Rachel Getting Married

The myth of the happy family pulling through times of joy and tragedy with equal aplomb often seems like a stereotype made up by Hollywood for the sheer value of making more films reiterating that point. What the Great Satan fails to recognize that there is no such thing as the happy family and, in any case, unhappiness is much more interesting. Rachel Getting Married gets it, reminding me of Tolstoy's prophetic line that all happy families are the same and all unhappy families are unhappy in their own way.

Despite the joyful occasion referred to in the title, the fractured Buchman family is deeply unhappy, and it shows. They are gathering for the marriage of eldest sister, Rachel (Rosmarie DeWitt), to musician Sidney (Tunde Adebimpe). Anne Hathaway plays younger sister Kym, a troubled woman who has been in and out of drug rehab since she was teenager. Though she’s been clean for 9 months and diligently attends support meetings, her troubles are apparent to everyone around her. When Kym walks into a convenience store near her home, the clerk asks her if she’s been on Cops. She returns to her family home with trepidation, clearly still atoning for the horrific tragedy her addiction has wreaked on the kin. Father Paul (Bill Irwin) meanwhile, doesn’t help matters with his incessant, overprotective worrying.

But whereas Kym feels as transparent as the cellophane on a package of cigarettes, Rachel, the older, more grounded sister feels invisible. Rachel has done everything correctly: gone to school, gotten a job, found a life partner and is about to marry him. But from the moment Kym walks through the front door the spotlight is diverted completely. Beneath the politely strained platitudes voiced by the siblings, it is apparent Rachel has been suffering in silence for years. Though she tries her hardest to be magnanimous, Rachel cannot understand why, after a lifetime playing by the rules, she has always flown under her father’s radar. The sisters’ divorced and remarried mother (Debra Winger) hangs around the edges of their lives in only the most tangential way, leaving the girls to navigate their murky relationship by themselves.

As the wedding approaches, the cracks in their family dynamic become ever more apparent. This slow unraveling is set against the rapidly approaching wedding, which is done in an Indian style - all vivid colors and shiny fabrics, with music wafting throughout the house at all hours of the day. Director Jonathan Demme says he took his cues primarily from Robert Altman, the master of controlled chaos. But Rachel Getting Married is more reminiscent The Celebration, the 1998 Dogme ’95 film directed by Thomas Vinterberg, than of the artfully controlled chaos of Altman.

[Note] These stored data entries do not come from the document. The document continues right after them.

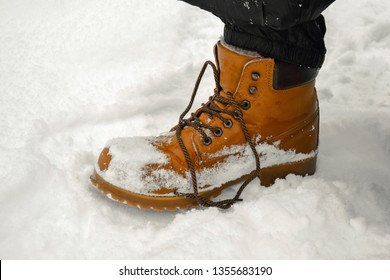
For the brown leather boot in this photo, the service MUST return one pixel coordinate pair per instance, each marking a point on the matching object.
(262, 121)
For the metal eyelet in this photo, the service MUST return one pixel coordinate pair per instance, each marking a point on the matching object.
(245, 104)
(228, 123)
(207, 141)
(255, 76)
(217, 132)
(252, 90)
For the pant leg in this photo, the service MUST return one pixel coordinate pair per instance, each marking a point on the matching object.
(286, 30)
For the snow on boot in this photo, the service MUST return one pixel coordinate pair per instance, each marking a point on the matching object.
(262, 122)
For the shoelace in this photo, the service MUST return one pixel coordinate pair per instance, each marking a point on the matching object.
(213, 110)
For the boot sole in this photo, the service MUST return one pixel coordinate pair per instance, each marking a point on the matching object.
(172, 203)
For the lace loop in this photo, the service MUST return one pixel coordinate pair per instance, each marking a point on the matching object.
(212, 109)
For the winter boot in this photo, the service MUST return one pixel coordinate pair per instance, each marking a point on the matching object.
(261, 122)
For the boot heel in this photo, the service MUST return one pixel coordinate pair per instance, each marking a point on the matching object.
(303, 168)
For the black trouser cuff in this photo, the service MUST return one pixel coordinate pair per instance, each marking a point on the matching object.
(308, 57)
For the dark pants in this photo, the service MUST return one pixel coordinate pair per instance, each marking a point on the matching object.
(286, 30)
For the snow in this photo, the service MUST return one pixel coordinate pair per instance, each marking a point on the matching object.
(74, 74)
(130, 157)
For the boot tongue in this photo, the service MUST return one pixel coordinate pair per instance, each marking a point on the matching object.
(230, 65)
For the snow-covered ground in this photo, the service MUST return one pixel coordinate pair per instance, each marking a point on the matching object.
(74, 74)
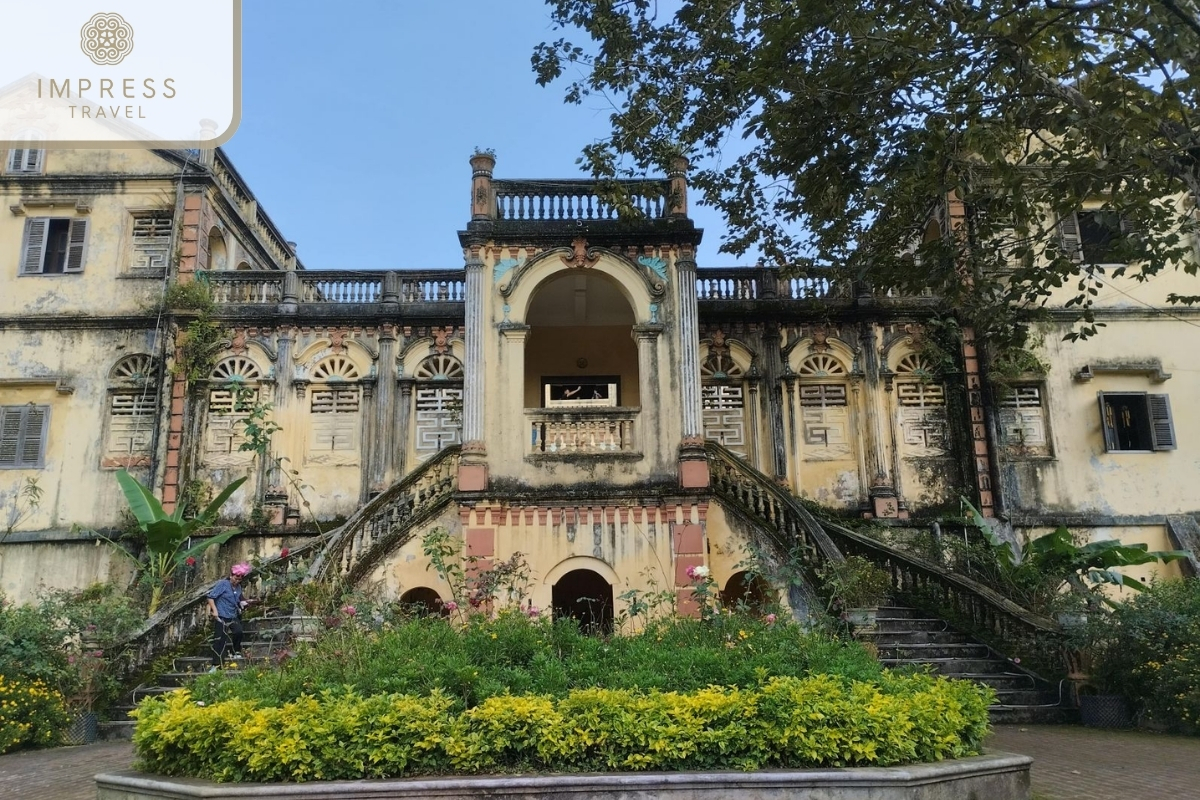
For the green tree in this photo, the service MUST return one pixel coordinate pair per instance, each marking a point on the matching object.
(856, 119)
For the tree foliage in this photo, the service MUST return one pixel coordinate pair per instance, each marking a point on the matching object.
(831, 133)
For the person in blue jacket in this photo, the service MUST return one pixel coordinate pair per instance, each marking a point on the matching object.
(226, 603)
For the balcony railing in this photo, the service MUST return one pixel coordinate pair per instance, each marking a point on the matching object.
(582, 431)
(339, 287)
(575, 199)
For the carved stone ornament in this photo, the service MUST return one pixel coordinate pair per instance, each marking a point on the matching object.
(580, 257)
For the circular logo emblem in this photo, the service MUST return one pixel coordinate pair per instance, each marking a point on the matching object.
(106, 38)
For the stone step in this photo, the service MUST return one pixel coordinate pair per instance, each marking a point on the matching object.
(888, 638)
(952, 666)
(925, 651)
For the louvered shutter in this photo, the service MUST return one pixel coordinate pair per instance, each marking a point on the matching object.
(10, 435)
(1069, 239)
(1162, 427)
(34, 247)
(34, 435)
(77, 246)
(1108, 425)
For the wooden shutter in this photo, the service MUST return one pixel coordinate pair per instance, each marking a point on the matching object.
(77, 246)
(34, 435)
(10, 435)
(34, 247)
(1069, 239)
(1162, 427)
(1108, 426)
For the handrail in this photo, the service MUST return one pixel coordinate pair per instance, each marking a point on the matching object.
(179, 621)
(381, 524)
(913, 576)
(774, 509)
(787, 522)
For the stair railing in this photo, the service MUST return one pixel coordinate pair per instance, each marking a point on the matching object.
(377, 528)
(795, 529)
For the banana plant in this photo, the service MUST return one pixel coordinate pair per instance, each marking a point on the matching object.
(168, 534)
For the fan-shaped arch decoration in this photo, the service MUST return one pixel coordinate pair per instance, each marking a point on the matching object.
(335, 368)
(821, 366)
(915, 365)
(137, 368)
(439, 367)
(718, 365)
(235, 370)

Like Rachel Getting Married, The Celebration is also about a dysfunctional family coming together for a large party and buckling under the mental strain of having to project happiness when happiness is the furthest thing from everybody’s mind. And like The Celebration,Rachel Getting Married makes use of the hand held camera as an extra member of the party, a ghostly guest roaming the halls of his haunted house, looking for answers in kitchen cabinets, in doorways, in an empty bedroom covered in child’s drawings.

Screenwriter Jenny Lumet has made a brave choice in not making her characters entirely sympathetic. By refusing to adhere to any typical conventions regarding relationships (such as unconditional love between siblings), larger truths are inferred by the audience. For all her flaws, Kym is not a bad person, just a selfish person as all addicts are selfish people. Rachel cannot abide by her sister’s need to take up space. Rachel then, too is selfish. But the kind of selfishness on display in Rachel Getting Married is the kind inherent to all families – the desire to spare each other pain by hiding their own pain until it is too late to do anything about it. There is great honesty in Lumet’s script and the light touch Demme brings to the material provides the perfect balance between pathos and humor (and yes, there are parts of Rachel Getting Married that are very funny indeed).

Aside from Demme and Lumet’s achievement, there are great performances all around, with special praise for Hathaway: she is a revelation playing against type. After a powerful scene in which Kym confronts her mother for failing to predict great sorrow, Anne shows us vividly the stages of misery: uncontrollable sobbing, heated rage, and mindless self-destruction, followed at last by the quiet contemplation that settles in after all the tears have fallen, what C.S. Lewis called the “feeling that nothing is ever going to happen again.”

Rachel Getting Married is the kind of film that’s sure to drum up lots of Oscar talk and wild predictions by critics. It may be deserved. But with or without awards hype, this little drama deserves to be seen by wider audiences.